Rasmussen picked up an assist when Ryan jumped on a loose puck off an offensive zone face-off and zipped it past Blue Jackets goalie Joonas Korpisalo. It was Ryan's second goal of the season. He'd notch his third later that game, then his fourth in Detroit's OT win over Columbus on Tuesday. He has his shot to thank for his early success. He'll have his skating to thank if it continues.

Yeah, his skating. Ryan finished last season about 10 pounds lighter than he started it. Cutting out a bottle of wine per day was a good start. He felt quicker when he returned from rehab, quicker than he had in years, and then in the offseason he hired a skating coach for the first time in his career. He said he wanted to "prove to myself" what he's beginning to prove to everyone else: "that I still have some gas in the tank."

"I’ve been really impressed with where his skating’s at," Jeff Blashill said Wednesday. "He's skating really well. He’s obviously put time in. When he’s skating well, he can use his skillset. He’s got really good hands and a really good offensive mind, so when you’re skating like that you’re going to get opportunities."

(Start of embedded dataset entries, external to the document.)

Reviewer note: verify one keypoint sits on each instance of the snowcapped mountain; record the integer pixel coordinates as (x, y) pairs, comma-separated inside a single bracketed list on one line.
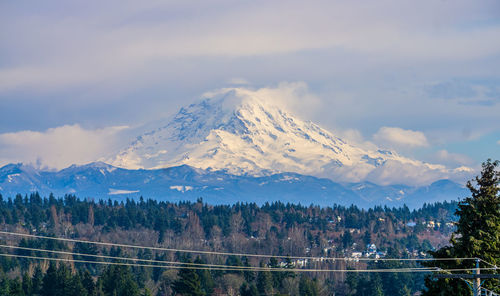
[(242, 132)]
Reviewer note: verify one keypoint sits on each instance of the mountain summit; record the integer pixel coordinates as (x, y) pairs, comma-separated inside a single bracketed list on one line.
[(243, 132)]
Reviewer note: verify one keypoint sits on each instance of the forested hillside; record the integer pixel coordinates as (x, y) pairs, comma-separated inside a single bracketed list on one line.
[(274, 229)]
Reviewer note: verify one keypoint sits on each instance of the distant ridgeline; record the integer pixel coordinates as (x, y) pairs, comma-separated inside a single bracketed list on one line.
[(102, 181), (272, 228)]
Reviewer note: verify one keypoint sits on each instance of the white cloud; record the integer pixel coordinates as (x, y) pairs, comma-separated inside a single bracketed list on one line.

Yzerman talked to a lot of people around the Senators organization prior to bringing Ryan to Detroit. He got glowing reports on Ryan the person and Ryan the teammate, reports he confirmed by speaking with Ryan himself. And ultimately Ryan the player got a contract that amounted to a flier. Yzerman called it a "no-risk signing." The hope was that Ryan would score. The only expectation was that he'd set the right example.

Detroit was a comforting situation for Ryan. So much had changed in his life over the past year. Here was a chance to retain his role as a leader. And here was a chance to play. Here was a chance to chase those dreams in the back of his mind of racking up goals and lighting up crowds and "getting back to the Bobby Ryan I was." Ryan calls these dreams 'selfish.' Another word might be 'human.'

"For me personally, this was a prove-it year," Ryan said Monday after his two-goal game. "And an opportunity to take the step that I should have taken years ago but hadn’t been able to because of the outside stuff. So (this start) means a lot."

For now, that's all it is. A start. Ryan has put seven pucks on goal and four have gone in. That won't continue. But the jump in his step is back, and he never lost his nose for the net. They were right about Bobby Ryan. He's the kind of player you want in your locker room. Perhaps they were wrong about him, too. He's still the kind of player you want high in your lineup.